RAID10 — readRAID10#

RAID10 stripes data across mirror PAIRS. With num_stripes = N and sub_stripes = 2:

  • groups = N / 2 mirror pairs.
  • stripeNr % groups picks the pair.
  • Within the pair, any leg has the data — try each.
groupIdx   := int(stripeNr % uint64(groups))
rowNr      := stripeNr / uint64(groups)
stripeBase := groupIdx * subStripes
perDev     := partOff + rowNr*stripeLen + stripeOff

for leg in [0, subStripes):
    s := chunk.stripes[stripeBase + leg]
    if dev := devices[s.devID]; dev != nil:
        read at perDev + s.offset

Why the partOff shift#

Stripe offsets in the chunk_item are relative to the partition start, NOT the device file start. For partitioned images (the GPT/MBR case where the btrfs partition is one slot among several) partOff is the byte offset of the partition within the file; we add it back before each ReadAt.

chunk.go's loadChunkTree and superblock.go's parseSysChunkArray both populate chunkMapping.stripes from the on-disk stripe array. The partOff adjustment happens at READ time in multidev.go, not at parse time.

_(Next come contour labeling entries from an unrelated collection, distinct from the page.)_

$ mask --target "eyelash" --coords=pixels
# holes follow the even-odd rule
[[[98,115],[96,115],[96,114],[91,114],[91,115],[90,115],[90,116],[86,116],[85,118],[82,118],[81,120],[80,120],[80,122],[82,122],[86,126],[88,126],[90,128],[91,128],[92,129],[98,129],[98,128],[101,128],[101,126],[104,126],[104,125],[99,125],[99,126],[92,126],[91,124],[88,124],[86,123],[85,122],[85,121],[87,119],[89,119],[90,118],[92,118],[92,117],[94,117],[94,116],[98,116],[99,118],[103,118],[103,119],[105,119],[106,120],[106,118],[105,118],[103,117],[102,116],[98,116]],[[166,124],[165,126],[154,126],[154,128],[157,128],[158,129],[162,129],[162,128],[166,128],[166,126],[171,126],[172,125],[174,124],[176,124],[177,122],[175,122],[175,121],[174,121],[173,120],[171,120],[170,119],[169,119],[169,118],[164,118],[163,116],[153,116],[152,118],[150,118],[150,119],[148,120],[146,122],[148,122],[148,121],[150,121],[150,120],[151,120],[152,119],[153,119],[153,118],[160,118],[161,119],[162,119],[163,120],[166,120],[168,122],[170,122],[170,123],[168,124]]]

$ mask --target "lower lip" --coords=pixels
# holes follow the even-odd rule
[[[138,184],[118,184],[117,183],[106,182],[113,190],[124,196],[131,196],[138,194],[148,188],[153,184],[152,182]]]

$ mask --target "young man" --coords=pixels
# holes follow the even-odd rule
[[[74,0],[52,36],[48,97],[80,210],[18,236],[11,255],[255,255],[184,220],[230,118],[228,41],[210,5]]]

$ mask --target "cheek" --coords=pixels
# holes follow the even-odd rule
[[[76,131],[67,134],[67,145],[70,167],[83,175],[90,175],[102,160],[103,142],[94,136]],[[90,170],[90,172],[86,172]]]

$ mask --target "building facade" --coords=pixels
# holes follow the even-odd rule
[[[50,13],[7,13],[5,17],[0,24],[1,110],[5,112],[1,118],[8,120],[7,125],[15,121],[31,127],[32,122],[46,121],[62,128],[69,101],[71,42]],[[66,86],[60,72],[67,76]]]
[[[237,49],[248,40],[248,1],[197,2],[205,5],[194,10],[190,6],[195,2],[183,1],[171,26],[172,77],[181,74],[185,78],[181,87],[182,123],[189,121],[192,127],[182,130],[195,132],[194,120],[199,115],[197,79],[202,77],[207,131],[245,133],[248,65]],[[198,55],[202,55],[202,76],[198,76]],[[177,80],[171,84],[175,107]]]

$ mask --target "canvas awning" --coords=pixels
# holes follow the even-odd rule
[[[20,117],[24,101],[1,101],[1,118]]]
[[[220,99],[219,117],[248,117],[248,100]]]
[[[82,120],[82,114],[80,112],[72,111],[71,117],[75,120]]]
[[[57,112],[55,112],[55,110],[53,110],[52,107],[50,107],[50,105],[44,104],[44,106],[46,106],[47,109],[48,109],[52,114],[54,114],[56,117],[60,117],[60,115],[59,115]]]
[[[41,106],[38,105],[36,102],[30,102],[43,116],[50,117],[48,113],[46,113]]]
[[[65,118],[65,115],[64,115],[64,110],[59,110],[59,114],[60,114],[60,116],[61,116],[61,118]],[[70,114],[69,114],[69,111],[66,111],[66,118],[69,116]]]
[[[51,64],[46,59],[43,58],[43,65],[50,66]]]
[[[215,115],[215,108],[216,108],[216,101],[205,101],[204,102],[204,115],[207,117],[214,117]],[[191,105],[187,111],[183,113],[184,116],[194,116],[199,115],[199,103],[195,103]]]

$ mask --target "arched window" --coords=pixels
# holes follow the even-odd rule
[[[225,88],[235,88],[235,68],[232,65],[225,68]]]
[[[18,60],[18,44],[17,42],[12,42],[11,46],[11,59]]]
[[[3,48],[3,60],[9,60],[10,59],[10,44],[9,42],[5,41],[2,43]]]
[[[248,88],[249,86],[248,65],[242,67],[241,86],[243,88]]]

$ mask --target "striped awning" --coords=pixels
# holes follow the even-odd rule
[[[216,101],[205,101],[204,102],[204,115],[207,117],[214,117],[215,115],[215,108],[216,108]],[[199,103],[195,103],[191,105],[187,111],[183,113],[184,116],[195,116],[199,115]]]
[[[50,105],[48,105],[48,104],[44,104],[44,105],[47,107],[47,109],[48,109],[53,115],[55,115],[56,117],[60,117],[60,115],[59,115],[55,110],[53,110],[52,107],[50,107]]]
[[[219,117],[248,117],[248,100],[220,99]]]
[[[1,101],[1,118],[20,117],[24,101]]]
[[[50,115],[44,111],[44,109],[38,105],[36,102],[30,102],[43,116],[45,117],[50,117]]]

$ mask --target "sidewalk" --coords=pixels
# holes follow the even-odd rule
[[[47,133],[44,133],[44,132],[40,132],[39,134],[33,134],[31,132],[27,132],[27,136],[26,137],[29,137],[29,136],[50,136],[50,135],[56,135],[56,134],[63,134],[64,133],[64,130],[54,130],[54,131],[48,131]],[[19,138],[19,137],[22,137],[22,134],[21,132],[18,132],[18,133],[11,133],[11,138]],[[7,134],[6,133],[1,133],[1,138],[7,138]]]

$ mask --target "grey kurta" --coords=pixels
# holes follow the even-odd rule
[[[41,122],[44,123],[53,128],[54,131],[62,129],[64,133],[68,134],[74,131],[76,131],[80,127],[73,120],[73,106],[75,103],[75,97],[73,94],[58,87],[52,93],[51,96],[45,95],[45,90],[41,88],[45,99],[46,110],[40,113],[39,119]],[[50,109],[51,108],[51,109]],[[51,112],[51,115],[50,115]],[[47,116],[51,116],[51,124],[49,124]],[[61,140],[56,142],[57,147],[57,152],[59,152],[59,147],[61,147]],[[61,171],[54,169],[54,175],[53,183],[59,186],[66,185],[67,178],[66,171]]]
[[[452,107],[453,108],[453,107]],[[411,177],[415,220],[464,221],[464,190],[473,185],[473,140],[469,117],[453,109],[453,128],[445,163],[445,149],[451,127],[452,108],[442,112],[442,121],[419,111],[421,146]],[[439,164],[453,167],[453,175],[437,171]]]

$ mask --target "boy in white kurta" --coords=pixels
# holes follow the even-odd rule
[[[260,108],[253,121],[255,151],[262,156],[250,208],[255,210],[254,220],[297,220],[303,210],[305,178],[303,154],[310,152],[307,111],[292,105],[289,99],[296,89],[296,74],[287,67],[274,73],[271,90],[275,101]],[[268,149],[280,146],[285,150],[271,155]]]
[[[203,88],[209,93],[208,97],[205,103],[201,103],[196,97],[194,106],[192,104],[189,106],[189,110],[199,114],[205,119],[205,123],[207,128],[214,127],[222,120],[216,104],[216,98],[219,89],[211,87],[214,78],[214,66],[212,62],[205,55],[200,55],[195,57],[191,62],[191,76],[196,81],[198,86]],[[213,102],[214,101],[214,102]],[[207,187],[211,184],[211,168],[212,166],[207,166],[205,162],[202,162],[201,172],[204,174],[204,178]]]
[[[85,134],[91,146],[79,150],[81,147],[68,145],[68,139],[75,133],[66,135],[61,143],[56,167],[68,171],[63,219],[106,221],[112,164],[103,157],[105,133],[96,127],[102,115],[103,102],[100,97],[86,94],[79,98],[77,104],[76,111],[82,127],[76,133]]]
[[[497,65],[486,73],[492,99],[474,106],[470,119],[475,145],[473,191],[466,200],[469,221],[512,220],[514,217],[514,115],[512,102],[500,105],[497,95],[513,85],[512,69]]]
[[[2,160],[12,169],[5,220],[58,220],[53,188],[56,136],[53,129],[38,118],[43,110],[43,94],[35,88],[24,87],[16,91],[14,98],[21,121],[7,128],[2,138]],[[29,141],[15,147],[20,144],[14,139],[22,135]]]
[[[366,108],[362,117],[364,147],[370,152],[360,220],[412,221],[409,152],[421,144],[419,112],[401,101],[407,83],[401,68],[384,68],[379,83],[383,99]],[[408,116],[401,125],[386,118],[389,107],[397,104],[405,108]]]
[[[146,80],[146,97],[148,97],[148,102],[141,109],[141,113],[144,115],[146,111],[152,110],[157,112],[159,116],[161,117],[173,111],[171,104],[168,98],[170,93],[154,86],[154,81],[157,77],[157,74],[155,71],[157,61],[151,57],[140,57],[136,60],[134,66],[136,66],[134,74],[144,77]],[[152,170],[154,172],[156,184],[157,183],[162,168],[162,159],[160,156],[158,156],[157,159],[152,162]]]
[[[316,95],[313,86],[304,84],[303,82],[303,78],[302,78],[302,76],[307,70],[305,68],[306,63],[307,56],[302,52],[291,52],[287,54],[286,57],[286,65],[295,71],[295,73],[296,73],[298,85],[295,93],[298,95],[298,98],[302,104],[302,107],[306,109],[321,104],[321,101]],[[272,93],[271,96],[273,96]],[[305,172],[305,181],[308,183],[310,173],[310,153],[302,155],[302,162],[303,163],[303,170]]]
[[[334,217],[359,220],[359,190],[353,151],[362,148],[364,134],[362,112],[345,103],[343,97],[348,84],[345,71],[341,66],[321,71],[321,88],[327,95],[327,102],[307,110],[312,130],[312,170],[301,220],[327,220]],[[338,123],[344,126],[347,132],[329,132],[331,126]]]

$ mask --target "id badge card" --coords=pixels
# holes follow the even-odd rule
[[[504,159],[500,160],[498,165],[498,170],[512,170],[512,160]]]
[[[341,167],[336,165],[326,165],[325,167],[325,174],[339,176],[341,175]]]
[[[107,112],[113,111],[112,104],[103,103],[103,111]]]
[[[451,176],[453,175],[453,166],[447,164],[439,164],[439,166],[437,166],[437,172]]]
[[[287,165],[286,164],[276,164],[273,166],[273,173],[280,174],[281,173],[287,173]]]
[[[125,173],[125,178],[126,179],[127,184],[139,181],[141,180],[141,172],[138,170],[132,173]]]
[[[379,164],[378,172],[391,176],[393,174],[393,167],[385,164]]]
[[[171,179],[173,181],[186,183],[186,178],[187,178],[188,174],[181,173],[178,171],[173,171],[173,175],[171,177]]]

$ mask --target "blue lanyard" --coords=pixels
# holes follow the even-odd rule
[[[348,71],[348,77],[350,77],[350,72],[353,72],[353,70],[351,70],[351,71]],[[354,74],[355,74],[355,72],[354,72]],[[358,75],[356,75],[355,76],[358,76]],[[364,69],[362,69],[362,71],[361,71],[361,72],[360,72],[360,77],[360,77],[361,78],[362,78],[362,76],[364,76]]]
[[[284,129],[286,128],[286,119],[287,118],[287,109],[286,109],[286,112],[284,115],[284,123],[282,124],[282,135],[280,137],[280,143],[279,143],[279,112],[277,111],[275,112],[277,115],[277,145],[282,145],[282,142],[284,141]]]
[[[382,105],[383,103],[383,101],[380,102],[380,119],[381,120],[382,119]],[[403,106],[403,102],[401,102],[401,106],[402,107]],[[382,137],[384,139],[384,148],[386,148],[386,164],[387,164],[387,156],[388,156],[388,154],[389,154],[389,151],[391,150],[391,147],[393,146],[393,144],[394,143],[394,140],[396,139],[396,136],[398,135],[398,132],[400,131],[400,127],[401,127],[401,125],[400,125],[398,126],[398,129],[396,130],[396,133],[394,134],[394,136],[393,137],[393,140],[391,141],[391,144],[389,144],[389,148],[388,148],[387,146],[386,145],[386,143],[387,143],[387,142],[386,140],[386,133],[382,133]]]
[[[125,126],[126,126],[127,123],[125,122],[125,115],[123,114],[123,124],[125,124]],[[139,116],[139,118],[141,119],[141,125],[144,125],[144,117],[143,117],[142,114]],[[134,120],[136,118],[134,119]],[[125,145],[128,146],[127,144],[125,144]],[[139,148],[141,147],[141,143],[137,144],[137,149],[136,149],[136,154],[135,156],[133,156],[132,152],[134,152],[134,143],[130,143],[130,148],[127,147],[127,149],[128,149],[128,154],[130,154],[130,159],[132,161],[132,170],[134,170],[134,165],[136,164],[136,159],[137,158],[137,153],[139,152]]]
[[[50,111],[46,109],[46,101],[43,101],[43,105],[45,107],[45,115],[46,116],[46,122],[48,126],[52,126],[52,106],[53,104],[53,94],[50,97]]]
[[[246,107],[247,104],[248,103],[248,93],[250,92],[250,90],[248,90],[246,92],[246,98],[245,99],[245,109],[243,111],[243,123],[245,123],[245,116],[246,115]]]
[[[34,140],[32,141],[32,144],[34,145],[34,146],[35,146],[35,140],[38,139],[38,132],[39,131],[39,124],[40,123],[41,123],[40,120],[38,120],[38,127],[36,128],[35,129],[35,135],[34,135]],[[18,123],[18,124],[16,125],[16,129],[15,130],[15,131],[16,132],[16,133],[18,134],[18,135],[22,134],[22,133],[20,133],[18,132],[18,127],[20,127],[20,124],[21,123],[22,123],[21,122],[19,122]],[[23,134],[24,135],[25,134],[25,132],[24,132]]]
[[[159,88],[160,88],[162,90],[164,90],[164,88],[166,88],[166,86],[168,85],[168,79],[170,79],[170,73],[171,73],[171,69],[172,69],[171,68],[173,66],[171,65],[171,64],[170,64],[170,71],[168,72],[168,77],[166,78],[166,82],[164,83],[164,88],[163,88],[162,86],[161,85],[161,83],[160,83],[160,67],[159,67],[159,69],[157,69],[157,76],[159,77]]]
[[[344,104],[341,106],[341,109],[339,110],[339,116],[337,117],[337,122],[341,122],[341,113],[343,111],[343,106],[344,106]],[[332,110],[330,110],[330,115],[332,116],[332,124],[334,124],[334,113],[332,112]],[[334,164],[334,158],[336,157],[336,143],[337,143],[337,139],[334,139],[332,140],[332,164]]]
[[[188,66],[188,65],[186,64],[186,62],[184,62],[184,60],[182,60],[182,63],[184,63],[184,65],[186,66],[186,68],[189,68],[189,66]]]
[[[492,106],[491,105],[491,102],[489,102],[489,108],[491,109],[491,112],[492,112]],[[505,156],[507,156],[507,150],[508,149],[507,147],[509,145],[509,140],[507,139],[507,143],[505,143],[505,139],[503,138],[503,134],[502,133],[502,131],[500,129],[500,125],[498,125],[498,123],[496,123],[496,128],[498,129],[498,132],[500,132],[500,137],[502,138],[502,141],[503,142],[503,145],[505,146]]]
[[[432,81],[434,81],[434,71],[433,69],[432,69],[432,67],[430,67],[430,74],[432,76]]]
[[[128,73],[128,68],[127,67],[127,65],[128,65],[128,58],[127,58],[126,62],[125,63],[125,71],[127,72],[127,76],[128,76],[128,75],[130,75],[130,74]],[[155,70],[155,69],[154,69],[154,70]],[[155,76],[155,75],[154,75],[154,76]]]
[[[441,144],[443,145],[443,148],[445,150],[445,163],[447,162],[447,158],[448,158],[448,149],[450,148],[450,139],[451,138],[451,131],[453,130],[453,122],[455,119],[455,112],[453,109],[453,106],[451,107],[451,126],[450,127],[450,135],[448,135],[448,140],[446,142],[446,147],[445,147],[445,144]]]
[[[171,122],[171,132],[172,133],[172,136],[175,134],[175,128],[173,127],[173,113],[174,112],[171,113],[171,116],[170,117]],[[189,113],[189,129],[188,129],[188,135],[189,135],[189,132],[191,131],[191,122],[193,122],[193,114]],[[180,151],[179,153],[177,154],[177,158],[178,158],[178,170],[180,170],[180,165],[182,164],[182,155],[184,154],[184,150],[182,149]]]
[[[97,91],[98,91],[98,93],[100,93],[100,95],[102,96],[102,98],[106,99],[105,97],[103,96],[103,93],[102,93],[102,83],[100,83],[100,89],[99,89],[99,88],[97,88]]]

Backward compatibility — dev_item.devid = 0 test fixtures#

The lib's own Format()-generated test fixtures historically wrote dev_item.devid = 0 in the superblock and stripe[0].devid = 1 in the chunk array — which would be inconsistent for real btrfs. To avoid breaking those self-tests, pickStripeForDevID falls back to stripe[0] when sb.devID == 0. Real mkfs.btrfs always writes dev_item.devid >= 1, so the fallback never triggers on a real image.

Failure modes#

Symptom Cause
logical address X not in any known chunk Tried to read a RAID0/5/6 logical address whose stripe lives on a device that wasn't in the OpenFromDevices slice. Either the device is genuinely missing (degraded read, currently unsupported), or it wasn't discovered by findBtrfsLegs (fsid mismatch — see Multi-device discovery).
pickStripeForDevID returned ok=false (via chunk.go skip) Same as above, but in the single-leg fast path. The chunk wasn't added to sysChunks, so subsequent reads of its logical range fail with the message above.
Reads succeed but data is wrong Suspect stripeLen parse or chunkType profile detection. The fixtures generated with known-good mkfs.btrfs are the ground truth here.

Test fixtures#

mock/pkg/go-filesystems/btrfs/testdata/raid/*.tar.zst — six profiles, ~70KB to 210KB compressed each. Generated in a Lima Debian 12 VM:

truncate -s 128M d{0..N-1}.img
losetup --find --show d0.img           # one loop dev per leg
mkfs.btrfs -d <profile> -m <profile> -L <profile> -f /dev/loopN mount /dev/loop0 /mnt/btr
echo hello-from-<profile> > /mnt/btr/hello.txt
dd if=/dev/urandom of=/mnt/btr/sub/blob.bin bs=1K count=64
umount /mnt/btr
losetup -D
tar c d*.img | zstd -19 > testdata/raid/<profile>.tar.zst

The test in raid_multidev_test.go extracts the tarball at test time, opens all legs via OpenFromDevices, then verifies /hello.txt content and /sub/blob.bin MD5.